Megan Comfort book is important in Criminal Justice as it addresses how the number of prisoners is increasing spontaneously and how this can have negative impacts on the society and the family set up. Major issues such as marriage breakage, financial and social implications are covered in details. Megan Comforts work can help to stir up awareness and help in implementing policies that aim at addressing the gaps in the prison cells. Megan Comforts work also addresses some ethical concerns in prisons which should be given priority by policymakers. For instance, an aspect of prison officials humiliating women by setting up unreasonable policies should be treated as human rights abuse and given the attention it deserves. Megan Comfort work is rigid as she uses compelling evidence to conclude issues that have been in existence in prisons.

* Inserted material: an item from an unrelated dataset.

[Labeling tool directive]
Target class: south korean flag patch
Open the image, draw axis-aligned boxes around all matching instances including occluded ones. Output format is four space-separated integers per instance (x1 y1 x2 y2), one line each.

Megan Comfort writing also captures the attention authorities as it tends to stir up questions on how and why there is an increasing number of prisoners. The possible implications are that there is a high rate of offenses in society and thus there should be a concern of security which needs to be addressed. Punitive consequences of the prison systems are covered in details and the negative implications to the society. Megan Comfort book will be essential in defining the plight of partners who are relating while one of them is in prison in the modern world and can help to trigger a change in the cruel systems that have not been given a second thought.
Comfort, M. (2008). Doing time together: Love and family in the shadow of the prison. Chicago: University of Chicago Press.